Only 2/6 samples were used in this project due to time constraints. Furthermore, not all the files used in this project were able to generate FastQC reports. Ideally, the files used in the downstream analyses should be those that were able to generate FastQC reports but, once again, due to time constraints, instructions were given to use even the files that failed to generate FastQC reports.
Patient | Sample Accession | Run Accession | FastQC Generated |
---|---|---|---|
Left CRC 1 | SAMN23098192 | SRR16931960 | Both reads |
SRR16931961 | |||
SRR16931966 | Read 1 | ||
SRR16931967 | |||
Right CRC 1 | SAMN23098196 | SRR16931983 | Read 1 |
SRR16931981 | Read 2 | ||
SRR16931982 | |||
SRR16931984 | |||
SRR16931987 | |||
SRR16931985 | Read 2 |
MultiQC was then used to combine all the FastQC reports generated for this dataset into one report for easier analysis.
Cell Ranger is the standard tool for 10x Genomics data so Cell Ranger was initially selected to perform alignment. Cell Ranger was downloaded on the computer in GH527 as it only runs on a Linux system. This script was used. The cellranger count
command was used in this script which takes FASTQ files and performs alignment. The 10x Genomics reference sequence, available from the 10x Genomics website, was used. However, when this script was run, several errors were encountered. Cell Ranger was unable to locate the downloaded FASTQ files. Furthermore, Cell Ranger relies on the computationally intensive alignment tool, STAR. Thus, the Cell Ranger approach was abandoned due to the failure to locate the downloaded FASTQ files and the lack of facilities to run this computationally intensive tool.

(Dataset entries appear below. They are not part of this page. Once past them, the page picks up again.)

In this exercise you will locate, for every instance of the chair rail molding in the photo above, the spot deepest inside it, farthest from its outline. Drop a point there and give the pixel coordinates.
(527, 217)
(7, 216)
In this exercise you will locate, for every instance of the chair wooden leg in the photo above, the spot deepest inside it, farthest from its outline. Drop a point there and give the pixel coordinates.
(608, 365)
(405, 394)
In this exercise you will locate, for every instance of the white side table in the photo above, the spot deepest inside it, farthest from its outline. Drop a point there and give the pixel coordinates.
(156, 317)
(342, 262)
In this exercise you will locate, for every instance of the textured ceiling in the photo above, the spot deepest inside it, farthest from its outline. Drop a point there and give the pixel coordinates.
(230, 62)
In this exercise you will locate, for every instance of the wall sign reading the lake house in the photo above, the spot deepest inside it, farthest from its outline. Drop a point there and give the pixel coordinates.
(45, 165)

Hence, Kallisto, a faster and less computationally intensive alignment tool, was opted for. Kallisto is compatible with all the operating systems. For this project, Kallisto was installed on the GH527 computer. Firstly, a transcriptome index using the Homo sapiens Ensembl transcriptome was built in the Linux command line. This script was used to align the two samples to the reference transcriptome. This script consisted of kb|python commands - a package which wraps the kallisto|bustools workflow for scRNA-seq into two simple commands. The kb-python commands are: kb ref
and kb count
. Since a reference transcriptome has been built already in the Linux command line, kb ref
was ommited from this script as this command is used to build a reference. Thus, only kb count
was used in the script. The kb count
command aligns the FASTQ files to the reference sequence and generates various files containing important information pertaining to the quality of the alignment.
Finally, normalisation and clustering were performed for the left and right-sided colorectal cancer samples as well as both samples combined. Before this can be done, modules and libraries must be imported. Thereafter, further quality control was performed which essentially filters out low quality cells. The total-count was then normalised to 10,000 reads per cell so that counts become comparable among cells. Highly-variable genes were identified. This was important as highly variable genes are often used in downstream analysis steps such as dimensionality reduction and clustering. Next, principle component analysis (PCA) was performed to reduce the dimensionality of the data and the individual principle components (PC) were visualised to investigate the contribution of each individual PC to the total variance in the data. Lastly, the Uniform Manifold Approximation and Projection (UMAP) plots were generated to allow for visualisation of the different cell populations present in the two samples.